Per meeting questions for the “Talk about RNA synthesis with Stanford team”

  1. I asked jee questions about the player puzzles and modeling vs nature, A part of it was could they be sent to the lab ?

(below is parts from a chat log)
jeehyung: We could certainly look into it. However, there are few possible problems.
jeehyung: 1. They weren’t designed under lab constraints (no consecutive 4 Gs or Cs). And they didn’t have the tails required for the synthesis
Tatyana Zabanova: question… “they didn’t have the tails required for the synthesis”… What tails are required?
jeehyung: for RNA to be synthesized they need to have special sequences at the beginning & end. If you look at RNA lab, there are locked sequences at the beginning & end. Those are tails

Something I’d be curious about is how well natural RNA sequences score in lab – have they done any comparisons with similarly sized known RNA sequences?

I’d like to hear more about the tails too.
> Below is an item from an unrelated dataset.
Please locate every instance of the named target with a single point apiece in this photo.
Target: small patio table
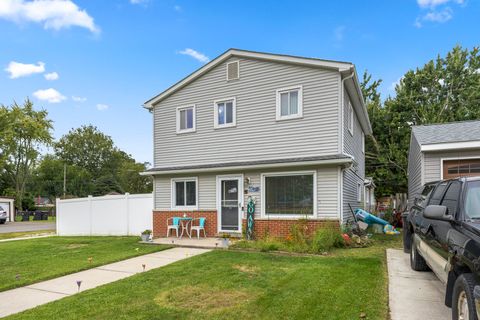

And my main questions relate to the SHAPE data – how it’s gathered and processed, what it means, how it’s used along with nearest neighbor constraints to generate the “estimated” structures we get in results. How confident they are in those results. What do they think is going on when one nucleotide appears to be definitely bonded (has very low SHAPE number) but there’s no obvious candidate for it to be bonded to (this will happen sometimes with adenine especially it seems to me, there’ll be one or two that look very much bonded, without any Uracil candidates for it to be bonded to).

I’m sure I’ll come up with more before April 18, but that seems like a good start :slight_smile:

What I would like to know:

Why synthesize RNA, what is the current view on what synthesized RNA could be used for?

How will lab results and bot folding results be used to improve folding algorithms?

Too bad that player puzzles can’t be synthesized, I would have loved to see my nick written in synthesized RNA! :slight_smile:

From Ding,

Some of the SHAPE data from “Shape Library 101 : The Finger” have radically different range of values from other designs in the same lab. Why are the range of SHAPE data different? What is the metric to decide correct threshold?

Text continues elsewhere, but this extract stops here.